Poon Kitty, King Allen B
Diabetes Care Center, Salinas, CA, USA.
Drug Healthc Patient Saf. 2010;2:213-23. doi: 10.2147/DHPS.S7301. Epub 2010 Oct 28.
Diabetes mellitus is a growing public health concern in the US and worldwide. Insulin therapy is the cornerstone of diabetes therapy, and the use of basal insulins will increase as clinicians strive to help their patients reach glycemic goals. Basal insulins have been continually improved upon over the years, and the long-acting basal insulin analogs, glargine and detemir, have many pharmacokinetic and pharmacodynamic advantages over neutral protamine Hagedorn insulin, namely, less variable absorption profiles, a less pronounced peak in effect, and a longer duration of action. Overall, glargine and detemir do not differ greatly in their safety and efficacy profiles. Major differences between the two include lower within-subject variability, lower risk of hypoglycemia, and a weight-sparing effect with insulin detemir. This review summarizes data from the key pharmacokinetic and pharmacodynamic studies, as well as clinical and observational studies to elucidate the role of each basal insulin analog in therapy.
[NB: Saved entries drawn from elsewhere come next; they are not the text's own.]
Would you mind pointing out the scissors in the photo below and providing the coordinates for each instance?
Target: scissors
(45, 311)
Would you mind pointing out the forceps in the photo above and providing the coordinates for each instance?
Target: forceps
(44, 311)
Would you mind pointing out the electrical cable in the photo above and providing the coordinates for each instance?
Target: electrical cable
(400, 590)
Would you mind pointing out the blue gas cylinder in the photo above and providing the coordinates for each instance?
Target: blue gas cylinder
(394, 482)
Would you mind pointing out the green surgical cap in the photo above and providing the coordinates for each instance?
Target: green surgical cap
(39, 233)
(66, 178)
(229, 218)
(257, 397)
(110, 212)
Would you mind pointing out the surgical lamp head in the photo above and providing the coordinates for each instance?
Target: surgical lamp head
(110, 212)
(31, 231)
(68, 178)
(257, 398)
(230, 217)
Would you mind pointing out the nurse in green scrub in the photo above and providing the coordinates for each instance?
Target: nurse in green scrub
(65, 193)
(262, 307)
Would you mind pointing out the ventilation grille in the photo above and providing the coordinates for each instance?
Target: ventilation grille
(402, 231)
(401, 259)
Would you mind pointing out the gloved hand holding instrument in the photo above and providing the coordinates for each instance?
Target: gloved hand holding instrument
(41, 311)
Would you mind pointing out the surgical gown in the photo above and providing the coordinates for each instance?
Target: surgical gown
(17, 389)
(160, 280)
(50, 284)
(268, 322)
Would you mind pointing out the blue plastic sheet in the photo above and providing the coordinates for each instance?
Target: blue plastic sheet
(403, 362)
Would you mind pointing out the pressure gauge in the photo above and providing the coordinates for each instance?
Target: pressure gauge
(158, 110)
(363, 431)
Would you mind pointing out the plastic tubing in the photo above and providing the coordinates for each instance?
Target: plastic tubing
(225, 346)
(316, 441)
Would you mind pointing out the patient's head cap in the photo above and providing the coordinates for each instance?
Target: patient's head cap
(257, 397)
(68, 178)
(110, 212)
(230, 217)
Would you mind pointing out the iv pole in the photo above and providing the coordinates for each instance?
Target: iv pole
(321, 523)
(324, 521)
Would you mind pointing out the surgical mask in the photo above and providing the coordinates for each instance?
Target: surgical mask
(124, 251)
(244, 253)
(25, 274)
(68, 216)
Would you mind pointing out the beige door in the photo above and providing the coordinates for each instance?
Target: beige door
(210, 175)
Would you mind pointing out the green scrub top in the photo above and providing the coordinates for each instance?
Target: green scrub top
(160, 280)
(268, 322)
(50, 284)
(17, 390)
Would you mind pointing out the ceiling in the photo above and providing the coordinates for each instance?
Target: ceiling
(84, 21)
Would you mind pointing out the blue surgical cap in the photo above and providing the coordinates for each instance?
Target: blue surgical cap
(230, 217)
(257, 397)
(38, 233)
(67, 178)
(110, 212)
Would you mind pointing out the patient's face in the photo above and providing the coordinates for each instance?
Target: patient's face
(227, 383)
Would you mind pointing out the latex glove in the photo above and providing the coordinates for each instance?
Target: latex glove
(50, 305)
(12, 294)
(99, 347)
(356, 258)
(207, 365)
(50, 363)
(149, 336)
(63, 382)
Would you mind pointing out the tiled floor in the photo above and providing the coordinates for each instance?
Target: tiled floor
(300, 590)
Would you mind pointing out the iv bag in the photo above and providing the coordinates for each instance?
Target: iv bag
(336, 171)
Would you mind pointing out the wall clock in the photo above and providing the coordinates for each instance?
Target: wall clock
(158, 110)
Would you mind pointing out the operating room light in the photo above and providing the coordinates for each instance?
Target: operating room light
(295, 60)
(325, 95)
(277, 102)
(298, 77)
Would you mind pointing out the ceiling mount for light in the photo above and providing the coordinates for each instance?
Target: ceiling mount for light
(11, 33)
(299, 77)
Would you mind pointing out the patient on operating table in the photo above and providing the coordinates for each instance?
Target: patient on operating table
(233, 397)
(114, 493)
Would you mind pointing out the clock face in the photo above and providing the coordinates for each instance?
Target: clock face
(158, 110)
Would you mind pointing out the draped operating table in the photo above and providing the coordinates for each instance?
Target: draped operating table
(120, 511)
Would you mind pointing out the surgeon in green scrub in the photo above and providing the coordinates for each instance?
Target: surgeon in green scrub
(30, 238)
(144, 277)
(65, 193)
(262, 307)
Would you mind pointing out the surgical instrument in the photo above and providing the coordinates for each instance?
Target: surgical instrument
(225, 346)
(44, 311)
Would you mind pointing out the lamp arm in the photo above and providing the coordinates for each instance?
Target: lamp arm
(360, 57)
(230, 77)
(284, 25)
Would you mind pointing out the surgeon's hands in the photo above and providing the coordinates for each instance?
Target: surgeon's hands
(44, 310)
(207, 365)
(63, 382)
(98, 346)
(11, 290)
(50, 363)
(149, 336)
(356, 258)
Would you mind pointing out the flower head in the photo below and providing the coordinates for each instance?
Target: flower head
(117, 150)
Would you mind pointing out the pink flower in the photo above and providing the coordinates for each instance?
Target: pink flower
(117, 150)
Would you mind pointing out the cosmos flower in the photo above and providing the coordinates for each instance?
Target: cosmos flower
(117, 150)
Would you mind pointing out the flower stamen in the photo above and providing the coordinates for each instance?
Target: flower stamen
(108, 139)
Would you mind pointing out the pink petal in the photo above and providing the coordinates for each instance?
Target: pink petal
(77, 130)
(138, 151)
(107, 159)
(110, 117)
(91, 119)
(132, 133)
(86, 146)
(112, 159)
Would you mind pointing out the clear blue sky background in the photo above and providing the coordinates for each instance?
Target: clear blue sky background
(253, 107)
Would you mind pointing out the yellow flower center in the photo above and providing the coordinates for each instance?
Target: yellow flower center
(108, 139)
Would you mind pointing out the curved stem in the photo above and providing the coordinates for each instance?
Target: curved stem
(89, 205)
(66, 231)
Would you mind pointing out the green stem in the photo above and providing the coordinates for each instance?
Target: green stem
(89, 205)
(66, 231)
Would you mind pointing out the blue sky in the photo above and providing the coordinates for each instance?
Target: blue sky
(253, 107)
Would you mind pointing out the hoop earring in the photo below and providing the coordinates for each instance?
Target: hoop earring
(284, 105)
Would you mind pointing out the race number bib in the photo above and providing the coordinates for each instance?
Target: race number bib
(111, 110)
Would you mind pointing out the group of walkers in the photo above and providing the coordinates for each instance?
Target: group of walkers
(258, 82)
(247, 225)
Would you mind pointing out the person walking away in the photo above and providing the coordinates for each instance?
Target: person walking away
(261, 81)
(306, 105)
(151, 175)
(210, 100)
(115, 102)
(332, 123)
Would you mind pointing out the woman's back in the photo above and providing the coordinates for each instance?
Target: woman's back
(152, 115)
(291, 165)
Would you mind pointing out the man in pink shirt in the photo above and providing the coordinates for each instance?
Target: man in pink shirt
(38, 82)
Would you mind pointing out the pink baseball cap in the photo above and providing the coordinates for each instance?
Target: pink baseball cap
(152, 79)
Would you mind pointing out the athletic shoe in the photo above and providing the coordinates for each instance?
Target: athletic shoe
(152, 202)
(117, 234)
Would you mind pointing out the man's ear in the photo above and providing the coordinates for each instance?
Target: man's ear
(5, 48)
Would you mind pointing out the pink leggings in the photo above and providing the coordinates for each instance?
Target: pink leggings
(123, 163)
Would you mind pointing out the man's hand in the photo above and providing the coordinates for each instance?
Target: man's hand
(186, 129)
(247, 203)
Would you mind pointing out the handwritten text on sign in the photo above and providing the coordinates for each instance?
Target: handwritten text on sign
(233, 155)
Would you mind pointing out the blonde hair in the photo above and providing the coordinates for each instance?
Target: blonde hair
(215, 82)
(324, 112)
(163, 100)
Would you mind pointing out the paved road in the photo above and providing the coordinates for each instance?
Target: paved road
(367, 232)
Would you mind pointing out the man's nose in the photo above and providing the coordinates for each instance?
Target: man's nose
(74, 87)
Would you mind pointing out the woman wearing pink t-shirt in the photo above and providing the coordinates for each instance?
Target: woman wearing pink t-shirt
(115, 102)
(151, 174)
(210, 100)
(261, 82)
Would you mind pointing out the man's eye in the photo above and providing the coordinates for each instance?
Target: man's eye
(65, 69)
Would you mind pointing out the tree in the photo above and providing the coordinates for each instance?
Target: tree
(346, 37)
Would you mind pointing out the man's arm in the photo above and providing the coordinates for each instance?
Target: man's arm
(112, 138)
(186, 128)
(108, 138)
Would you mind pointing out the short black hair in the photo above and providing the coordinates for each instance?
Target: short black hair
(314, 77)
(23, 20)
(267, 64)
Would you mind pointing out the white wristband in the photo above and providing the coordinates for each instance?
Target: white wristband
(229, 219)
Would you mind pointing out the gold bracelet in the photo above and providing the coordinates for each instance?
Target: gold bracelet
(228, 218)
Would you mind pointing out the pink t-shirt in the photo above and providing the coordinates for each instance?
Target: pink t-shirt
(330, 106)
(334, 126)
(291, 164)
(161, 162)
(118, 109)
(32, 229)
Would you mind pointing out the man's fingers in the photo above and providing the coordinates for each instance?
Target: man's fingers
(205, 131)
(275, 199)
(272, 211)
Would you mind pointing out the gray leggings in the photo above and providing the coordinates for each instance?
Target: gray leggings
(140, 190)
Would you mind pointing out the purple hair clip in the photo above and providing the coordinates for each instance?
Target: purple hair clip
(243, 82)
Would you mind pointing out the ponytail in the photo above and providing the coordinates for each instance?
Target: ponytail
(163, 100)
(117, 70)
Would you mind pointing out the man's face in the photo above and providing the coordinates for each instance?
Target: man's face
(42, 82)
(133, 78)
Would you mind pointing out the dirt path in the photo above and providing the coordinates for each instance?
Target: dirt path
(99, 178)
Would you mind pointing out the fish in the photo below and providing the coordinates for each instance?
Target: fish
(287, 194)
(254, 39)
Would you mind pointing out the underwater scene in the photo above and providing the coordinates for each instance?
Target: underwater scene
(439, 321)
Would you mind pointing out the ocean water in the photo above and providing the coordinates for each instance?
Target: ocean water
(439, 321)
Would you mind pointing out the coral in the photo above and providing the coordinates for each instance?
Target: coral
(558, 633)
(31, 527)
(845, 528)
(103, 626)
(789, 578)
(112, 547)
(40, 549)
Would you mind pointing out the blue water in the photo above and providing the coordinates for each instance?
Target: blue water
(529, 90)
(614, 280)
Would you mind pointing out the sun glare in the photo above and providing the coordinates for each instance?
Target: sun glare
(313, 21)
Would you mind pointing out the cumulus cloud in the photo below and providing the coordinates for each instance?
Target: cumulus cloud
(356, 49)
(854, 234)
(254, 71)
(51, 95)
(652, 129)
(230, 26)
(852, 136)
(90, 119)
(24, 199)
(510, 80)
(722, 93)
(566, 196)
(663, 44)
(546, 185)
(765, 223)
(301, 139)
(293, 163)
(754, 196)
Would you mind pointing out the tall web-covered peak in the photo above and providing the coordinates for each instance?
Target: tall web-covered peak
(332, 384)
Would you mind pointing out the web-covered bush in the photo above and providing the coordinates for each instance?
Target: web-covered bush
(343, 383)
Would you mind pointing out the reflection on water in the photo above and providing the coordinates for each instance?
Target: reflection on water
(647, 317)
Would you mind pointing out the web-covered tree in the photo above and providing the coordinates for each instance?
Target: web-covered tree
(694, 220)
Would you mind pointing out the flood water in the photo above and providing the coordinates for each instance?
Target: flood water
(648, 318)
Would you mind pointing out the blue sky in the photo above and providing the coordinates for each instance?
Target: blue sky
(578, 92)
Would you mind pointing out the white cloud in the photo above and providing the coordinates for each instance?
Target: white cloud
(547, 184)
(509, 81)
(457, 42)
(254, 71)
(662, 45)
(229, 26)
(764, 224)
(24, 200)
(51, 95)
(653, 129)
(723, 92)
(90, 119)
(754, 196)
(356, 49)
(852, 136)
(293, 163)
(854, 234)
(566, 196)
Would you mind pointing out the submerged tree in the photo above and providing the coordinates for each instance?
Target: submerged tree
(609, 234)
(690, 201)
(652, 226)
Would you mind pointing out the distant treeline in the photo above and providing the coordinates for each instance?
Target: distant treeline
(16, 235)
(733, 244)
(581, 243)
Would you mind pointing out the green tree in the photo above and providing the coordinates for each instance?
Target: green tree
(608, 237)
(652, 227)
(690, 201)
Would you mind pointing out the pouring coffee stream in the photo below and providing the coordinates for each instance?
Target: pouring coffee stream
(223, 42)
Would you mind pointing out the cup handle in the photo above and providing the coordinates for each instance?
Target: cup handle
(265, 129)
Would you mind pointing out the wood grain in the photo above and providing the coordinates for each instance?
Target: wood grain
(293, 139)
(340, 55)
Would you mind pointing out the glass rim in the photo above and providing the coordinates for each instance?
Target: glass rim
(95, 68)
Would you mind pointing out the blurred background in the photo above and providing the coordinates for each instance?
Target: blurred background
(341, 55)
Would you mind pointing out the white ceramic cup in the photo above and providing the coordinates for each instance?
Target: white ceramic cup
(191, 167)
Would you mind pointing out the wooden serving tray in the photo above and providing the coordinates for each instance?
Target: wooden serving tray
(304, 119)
糖尿病在美国乃至全球都是一个日益受到关注的公共卫生问题。胰岛素治疗是糖尿病治疗的基石,随着临床医生努力帮助患者实现血糖目标,基础胰岛素的使用将会增加。多年来基础胰岛素一直在不断改进,长效基础胰岛素类似物甘精胰岛素和地特胰岛素,与中性精蛋白锌胰岛素相比,在药代动力学和药效学方面有许多优势,即吸收曲线变异性较小、作用峰值不那么明显、作用持续时间更长。总体而言,甘精胰岛素和地特胰岛素在安全性和疗效方面差异不大。两者之间的主要差异包括受试者内变异性较低、低血糖风险较低以及地特胰岛素具有减轻体重的作用。本综述总结了关键的药代动力学和药效学研究以及临床和观察性研究的数据,以阐明每种基础胰岛素类似物在治疗中的作用。